I noticed that the AOS ran for 245 seconds when trying to download the updated dll’s to the user profile location:

Interesting.. I understood that the client was running slow and that it was rooted in the Roaming Profile performance. This was leading to the application hangs as the client had to wait for updates to cache and .dll’s. Upong looking more closely at the problematic wait, I found an antivirus leading to severe disk performance on the client cache locations.

Had it. I could see now what was leading to the diminished disk performance.
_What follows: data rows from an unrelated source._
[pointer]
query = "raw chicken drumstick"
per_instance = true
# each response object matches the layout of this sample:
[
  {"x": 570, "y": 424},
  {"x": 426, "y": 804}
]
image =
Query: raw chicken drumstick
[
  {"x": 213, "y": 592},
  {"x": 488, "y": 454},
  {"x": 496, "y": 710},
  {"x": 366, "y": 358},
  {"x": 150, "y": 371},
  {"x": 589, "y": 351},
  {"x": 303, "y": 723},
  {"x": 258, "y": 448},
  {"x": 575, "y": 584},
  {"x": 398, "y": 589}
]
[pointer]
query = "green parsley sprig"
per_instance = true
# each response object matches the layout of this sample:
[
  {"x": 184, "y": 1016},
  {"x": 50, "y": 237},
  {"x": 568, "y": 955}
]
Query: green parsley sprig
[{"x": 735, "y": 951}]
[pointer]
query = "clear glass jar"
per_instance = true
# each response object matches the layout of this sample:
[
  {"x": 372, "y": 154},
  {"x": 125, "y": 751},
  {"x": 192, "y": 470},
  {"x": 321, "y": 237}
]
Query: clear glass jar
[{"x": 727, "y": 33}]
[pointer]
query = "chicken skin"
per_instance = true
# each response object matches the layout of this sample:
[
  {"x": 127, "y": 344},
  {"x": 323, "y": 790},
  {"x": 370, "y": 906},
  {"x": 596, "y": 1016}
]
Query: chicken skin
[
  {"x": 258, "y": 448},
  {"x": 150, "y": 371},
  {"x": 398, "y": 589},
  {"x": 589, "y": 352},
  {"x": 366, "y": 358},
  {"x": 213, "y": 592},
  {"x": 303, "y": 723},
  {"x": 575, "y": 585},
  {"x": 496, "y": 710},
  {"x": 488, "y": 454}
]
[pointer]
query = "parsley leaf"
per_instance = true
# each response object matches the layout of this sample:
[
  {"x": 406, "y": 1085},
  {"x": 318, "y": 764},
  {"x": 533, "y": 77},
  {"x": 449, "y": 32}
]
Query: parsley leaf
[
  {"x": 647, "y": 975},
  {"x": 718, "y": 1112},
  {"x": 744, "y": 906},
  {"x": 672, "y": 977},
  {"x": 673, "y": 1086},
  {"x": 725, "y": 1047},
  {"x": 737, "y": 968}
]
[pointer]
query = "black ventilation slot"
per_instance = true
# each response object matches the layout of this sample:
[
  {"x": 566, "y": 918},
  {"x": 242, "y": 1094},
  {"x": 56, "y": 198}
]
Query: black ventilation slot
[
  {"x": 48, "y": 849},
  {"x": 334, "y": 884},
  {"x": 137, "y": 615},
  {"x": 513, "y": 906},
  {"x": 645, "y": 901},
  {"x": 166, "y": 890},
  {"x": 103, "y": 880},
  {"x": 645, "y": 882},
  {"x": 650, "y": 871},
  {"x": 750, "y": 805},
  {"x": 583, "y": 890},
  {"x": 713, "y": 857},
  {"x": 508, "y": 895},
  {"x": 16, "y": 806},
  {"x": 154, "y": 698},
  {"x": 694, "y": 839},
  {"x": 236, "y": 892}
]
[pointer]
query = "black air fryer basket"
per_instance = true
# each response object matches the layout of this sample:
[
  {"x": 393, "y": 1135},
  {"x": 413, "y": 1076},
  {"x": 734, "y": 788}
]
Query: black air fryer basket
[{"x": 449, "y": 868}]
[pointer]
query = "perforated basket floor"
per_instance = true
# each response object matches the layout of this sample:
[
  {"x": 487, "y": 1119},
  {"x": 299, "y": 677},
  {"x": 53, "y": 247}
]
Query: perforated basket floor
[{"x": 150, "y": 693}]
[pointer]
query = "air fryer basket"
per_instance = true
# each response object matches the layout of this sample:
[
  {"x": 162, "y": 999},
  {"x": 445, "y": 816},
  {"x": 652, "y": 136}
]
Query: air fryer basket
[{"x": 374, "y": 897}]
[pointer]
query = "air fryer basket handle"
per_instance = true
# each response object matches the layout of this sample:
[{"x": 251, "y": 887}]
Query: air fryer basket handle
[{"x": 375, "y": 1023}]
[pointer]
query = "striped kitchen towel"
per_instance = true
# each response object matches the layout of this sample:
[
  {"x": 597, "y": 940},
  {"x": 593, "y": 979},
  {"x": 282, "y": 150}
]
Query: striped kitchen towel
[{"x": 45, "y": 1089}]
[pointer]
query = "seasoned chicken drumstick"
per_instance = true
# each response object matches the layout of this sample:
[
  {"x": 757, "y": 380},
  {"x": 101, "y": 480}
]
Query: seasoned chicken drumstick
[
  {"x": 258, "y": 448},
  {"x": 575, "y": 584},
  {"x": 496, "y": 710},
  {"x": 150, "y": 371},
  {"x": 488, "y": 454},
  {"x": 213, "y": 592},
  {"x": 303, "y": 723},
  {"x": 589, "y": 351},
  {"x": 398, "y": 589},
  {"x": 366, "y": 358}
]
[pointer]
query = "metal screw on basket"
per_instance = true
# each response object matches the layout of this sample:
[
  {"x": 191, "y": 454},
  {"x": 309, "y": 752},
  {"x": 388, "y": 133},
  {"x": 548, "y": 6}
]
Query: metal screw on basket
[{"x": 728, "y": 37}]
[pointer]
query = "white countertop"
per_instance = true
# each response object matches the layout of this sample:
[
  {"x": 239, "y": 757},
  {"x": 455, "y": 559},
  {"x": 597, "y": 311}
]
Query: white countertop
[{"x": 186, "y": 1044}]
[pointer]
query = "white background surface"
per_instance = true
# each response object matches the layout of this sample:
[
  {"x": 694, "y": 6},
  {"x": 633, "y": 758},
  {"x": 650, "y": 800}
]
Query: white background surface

I gave the client this information along with some recommendations – faster disk for roaming profiles on the AX machines, excluding the AX client locations from the antivirus scan, and some general best practices for Roaming profiles in General. Issue solved. While the client did not have a chance to implement all of my recommendations, the GL performance greatly increased just by changing the Maxdop. To minimize the effects of the slow user profiles, the client began to try and limit events which typically lead to user profile syncing such as incremental code compiles or full ones, activating inbound ports, changing security, ect. Things ran better from there with the client having a full understanding of the importance of roaming profile performance when it comes to AX.